On these terms – indeed even on its own – our existing economic model is bust. Like in many other Western countries, our growth is sluggish, and wages stagnant. Our birth rate is declining, and immigration is rocketing. Investment is low and productivity is poor. We have trade and budget deficits and a large stock of debt. Our exposure to the bond markets means there are no easy shortcuts, so tax cuts without big spending cuts, or debt-fuelled spending sprees, are off the table. 

At the heart of our problems is a simple truth. We cannot go on consuming and importing more than we produce and export. As the US economist Tyler Cowen noted this weekend, Britain does not make, do or sell enough of that the world needs, nor even enough of what we consume. 

Consensus policymakers insist that the trade deficit does not matter. They say we can make up for it by attracting inward investment instead, since the flow into Britain of foreign capital creates jobs and sustains the currency. But our desperate need for foreigners to buy assets in sterling leads to all sorts of perverse outcomes. 

The capital we attract is not always productivity-improving investment but extraction and rent-seeking: just look at the treatment of the water companies by their foreign owners. And not only with these most egregious examples, we end up with less control over our economy, and owners who are less interested in taking responsibility for recruiting and training local workers, helping to build up local supply chains, or respecting the environment. 

The trade deficit leads to our budget deficit, because to pay for our consumption – unmatched by what we produce – we import the world’s savings. And as we do that, we compound the problem with our unbalanced regional economy. 

While London is a net exporter, much of the foreign capital we seek to compensate for our overall trade deficit gets sucked into the south-east – increasing regional inequality and overheating asset prices where they are already unaffordable for many families. 

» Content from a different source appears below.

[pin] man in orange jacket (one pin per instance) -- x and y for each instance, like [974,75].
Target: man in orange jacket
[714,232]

Our solution is the reindustrialisation of Britain. Amid the defeatism and intellectual impoverishment of British politics, it is inevitable that many – not least many of those inside the Treasury and Bank of England – will say it cannot be done. But the argument that high-end services are the limit of our comparative advantage, or that we are in the low-growth late stages of development are clearly absurd. From the United States to Switzerland, many Western countries are richer than us, per capita. Almost all have a more diverse range of industries than Britain. 

Now is as good a time as any to pursue reindustrialisation. Global transport costs are high, geopolitical insecurity is a risk, and new technology means we can move production closer to customers. 

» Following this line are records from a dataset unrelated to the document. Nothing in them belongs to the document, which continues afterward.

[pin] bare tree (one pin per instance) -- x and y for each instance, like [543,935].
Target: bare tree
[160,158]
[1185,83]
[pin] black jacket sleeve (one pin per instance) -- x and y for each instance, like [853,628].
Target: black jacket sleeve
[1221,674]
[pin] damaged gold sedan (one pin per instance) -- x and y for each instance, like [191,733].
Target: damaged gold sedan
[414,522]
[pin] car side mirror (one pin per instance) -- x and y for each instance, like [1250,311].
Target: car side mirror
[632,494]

Brexit – maligned by consensus policymakers as economically damaging – is already leading to the reformulation of supply chains. 

But we will need to do far more. As our report makes clear, we need internationally competitive industrial energy costs, which means decarbonisation must come after security and affordability in the so-called energy trilemma. 

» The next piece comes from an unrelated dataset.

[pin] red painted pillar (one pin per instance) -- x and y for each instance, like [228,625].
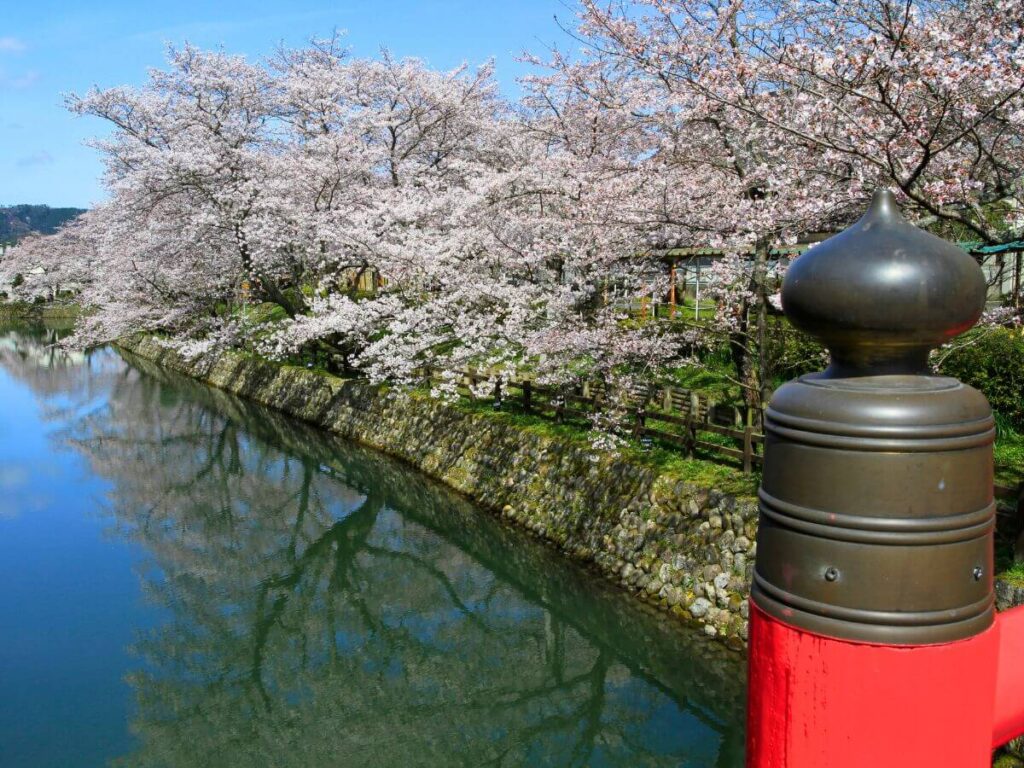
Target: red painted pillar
[873,641]
[817,701]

We need new planning laws with radical zoning policies in the cities and place-based liberalisation to get new infrastructure built. We need more investment, with the profile of public spending shifted, more private saving, and more of our savings directed towards equities not government debt. 

We need tax and regulatory reform to remove disincentives to invest and build. We need to end the addiction to low-skill, low-paid immigration, returning annual net migration to the tens of thousands. 

We need radical changes to the provision of post-eighteen education and training. 

And we need an industrial strategy that maximises our existing strengths, builds up supply chains, encourages high-growth sectors, protects strategically vital industries like steel, and supports industries of importance to specific regions. 

Of course we need other things besides – not least more support for parents and families, and a demographic correction caused by higher birth rates – but for Tories in pursuit of a big idea and a plan to revive the country, we believe this is it.